Хан поднес его к стене деревянной избы, и та быстро занялась огнем. Пламя скользило вверх и в стороны, покрывая дерево светящимся ореолом.
Через час изба сгорела дотла. Ведьма осталась внутри. Ее почерневшие останки лежали среди дымящихся углей.
Кучум залез на лошадь, и, не говоря ни слова, поехал назад. Телохранители поспешили следом.
— Нам надо что-то придумать, — сказал Ермак. — Не знаю, что, но надо. Проявить хитрость. Как с деревянными пушками, которыми мы победили татар на руднике. Или здесь, с ракетами, взлетающими, когда кто-то заденет за веревку. Иначе мы проиграем. А это будет означать смерть. Пороха надолго не хватит. Он кончится раньше, чем татары. Их Кучум жалеть не будет.
— Я думаю, Ермак Тимофеевич, думаю… Но пока ничего сильного в голову не приходит. На все нужен порох. А его мало.
— Да, — ответил Ермак. — Твои самострелы — это хорошо, но ими орду не победить. Нужно что-то более мощное.
— Будет — сказал я. — не знаю, что, но обязательно будет.
Глава 22
…Мы ушли в темноте, без победных возгласов. Только всплески воды, да редкий скрип уключин. Ночь сгустилась, туман стлался по реке, словно кто-то забыл укрыть её тёплым плащом. Струги плыли один за другим, как братья, одинокие и молчаливые.
Мы покинули место, где был бой и где встретили обоз. Ушли, не дожидаясь рассвета. Пока татары не опомнились, надо уходить. Мертвых нельзя хоронить там. Татары неизбежно сюда придут и увидят могилы. Был негласный договор уважительно относиться к мертвым — например, убитых при нападении на рудник мулла Сибира похоронил на кладбище как полагается, но все же. Татары сюда придут толпой, и люди в ней будут разные. Даже если начальники скажут не трогать могилы, кто знает, что может случиться. Татары сейчас в безумной ярости.
Плыли долго, берег почти не различался — только темные пятна деревьев, редкие отблески воды. Кто грёб, кто просто сидел, опустив голову. Наступила тишина. Говорить не хотелось. Ни про бой, ни про потери, ни про завтрашний день.
Погода стояла угрюмая. Тучи тяжелые, свинцовые, нависли низко. Небо будто прижалось к нам, не давая дышать. Ветра почти не было, но казалось, что всё вокруг пронизано ожиданием и тоской.
Мертвые лежали на одном струге, укрытые парусиной. Некоторых я знал по имени, с кем-то разговаривал. А теперь их души не с нами.
Берег выбрали поутру. Роща, чуть выше воды. Несколько низких берез, старый кедр на пригорке. Подошли, причалили, молча вышли. Никто не говорил, что делать, не командовал — просто начали выносить тела. Осторожно, бережно, как раненых. Хотя никто из них уже не чувствовал боли.
— Здесь, — сказал Ермак, указывая место под деревьями. — Под корнями, в тени. Чтоб вода не дошла. Чтоб зверь не потревожил.
…Лопат не хватало, помогали ножами, руками, кое-кто срезал дерн топором.
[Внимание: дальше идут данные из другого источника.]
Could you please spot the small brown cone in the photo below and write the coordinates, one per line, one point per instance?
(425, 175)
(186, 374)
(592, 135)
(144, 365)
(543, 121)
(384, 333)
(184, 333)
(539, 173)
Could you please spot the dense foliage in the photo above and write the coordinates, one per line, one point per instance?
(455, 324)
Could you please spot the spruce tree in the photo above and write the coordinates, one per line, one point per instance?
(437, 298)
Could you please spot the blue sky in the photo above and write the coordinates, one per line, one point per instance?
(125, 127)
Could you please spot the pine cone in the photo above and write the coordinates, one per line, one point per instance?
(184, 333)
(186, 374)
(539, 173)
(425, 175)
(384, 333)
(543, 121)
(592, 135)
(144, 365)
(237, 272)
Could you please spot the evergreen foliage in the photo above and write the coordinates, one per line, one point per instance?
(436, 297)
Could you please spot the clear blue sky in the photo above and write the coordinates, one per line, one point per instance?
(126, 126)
Земля была плотная, влажная, с глиной. Работа шла медленно. Пока копали, кто-то вырезал крест из доски — просто и грубо. Без надписей. Только глубокие зарубки на древесине по числу похороненных.
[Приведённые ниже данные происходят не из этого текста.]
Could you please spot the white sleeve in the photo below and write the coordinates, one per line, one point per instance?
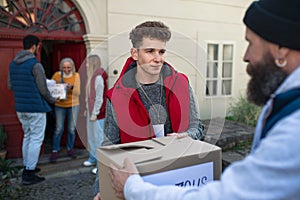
(271, 171)
(99, 87)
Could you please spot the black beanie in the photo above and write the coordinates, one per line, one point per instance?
(277, 21)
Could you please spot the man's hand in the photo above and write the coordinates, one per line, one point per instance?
(119, 176)
(178, 135)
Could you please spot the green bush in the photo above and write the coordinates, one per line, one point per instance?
(244, 112)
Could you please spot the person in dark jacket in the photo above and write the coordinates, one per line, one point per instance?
(32, 98)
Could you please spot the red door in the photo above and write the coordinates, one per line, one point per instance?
(8, 117)
(77, 52)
Когда всё было готово, мы сложили тела в могилу. Без гробов, просто в плащах. Лица закрыты, руки скрещены. Кто-то тихо произнёс имя, кто-то приложил к губам крест, кто-то стоял, опустив глаза. Я молчал. Не хотел ничего говорить. Всё казалось неуместным.
Молитву читал сам Ермак.
— Господи, упокой души рабов Твоих… кто был с нами, кто стоял за нас… и не пощади врагов наших, если Ты того хочешь…
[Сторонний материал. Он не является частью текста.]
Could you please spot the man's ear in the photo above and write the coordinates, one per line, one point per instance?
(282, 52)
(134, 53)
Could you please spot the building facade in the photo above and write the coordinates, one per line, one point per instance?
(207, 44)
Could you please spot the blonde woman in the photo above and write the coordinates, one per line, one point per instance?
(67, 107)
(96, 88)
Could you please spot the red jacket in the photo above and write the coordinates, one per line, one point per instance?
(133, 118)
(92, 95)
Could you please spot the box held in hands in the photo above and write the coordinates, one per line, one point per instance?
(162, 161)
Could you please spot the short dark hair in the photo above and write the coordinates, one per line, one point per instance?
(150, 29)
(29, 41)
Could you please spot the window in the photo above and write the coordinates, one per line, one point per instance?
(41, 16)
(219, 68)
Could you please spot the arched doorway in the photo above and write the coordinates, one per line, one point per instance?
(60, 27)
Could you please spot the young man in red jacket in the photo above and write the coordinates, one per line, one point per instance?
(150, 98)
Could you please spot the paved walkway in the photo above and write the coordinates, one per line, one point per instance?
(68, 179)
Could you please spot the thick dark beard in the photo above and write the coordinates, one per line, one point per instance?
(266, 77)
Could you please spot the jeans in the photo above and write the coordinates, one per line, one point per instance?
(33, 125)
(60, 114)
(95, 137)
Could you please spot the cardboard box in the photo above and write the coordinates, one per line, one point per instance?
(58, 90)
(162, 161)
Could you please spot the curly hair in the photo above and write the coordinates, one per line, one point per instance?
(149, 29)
Крест вкопали крепко, вокруг уложили камни. Когда всё было закончено, мы ещё немного постояли, а потом снова струги, снова вода. Мы тронулись в путь к городу. Далеко ещё, но домой путь всегда легче.
Я сидел на корме, глядел в серую воду. По небу ползли тучи, то открывая, то закрывая редкие просветы. Дождя еще не начался, но был уже рядом. В воздухе пахло сыростью, мокрой древесиной и чем-то неуловимым, как перед грозой.
…Сибир показался через несколько дней, сквозь сизую дымку и тонкий, колючий дождь. Издалека он казался почти игрушечным — крошечные домики, частокол, сторожевые вышки. Но стоило подойти ближе, как всё стало настоящим: запах дыма из труб, звук топора, редкий собачий лай. Весь городок вышел нас встречать.
На берегу стояли казаки, женщины, дети, старики. Глядели молча. Сразу было видно — ждут не добычи. Ждут вестей.
Когда увидели Ермака, ахнули. Похоже, все знали о слухах и предсказаниях. Но нет, мы оказались сильнее судьбы.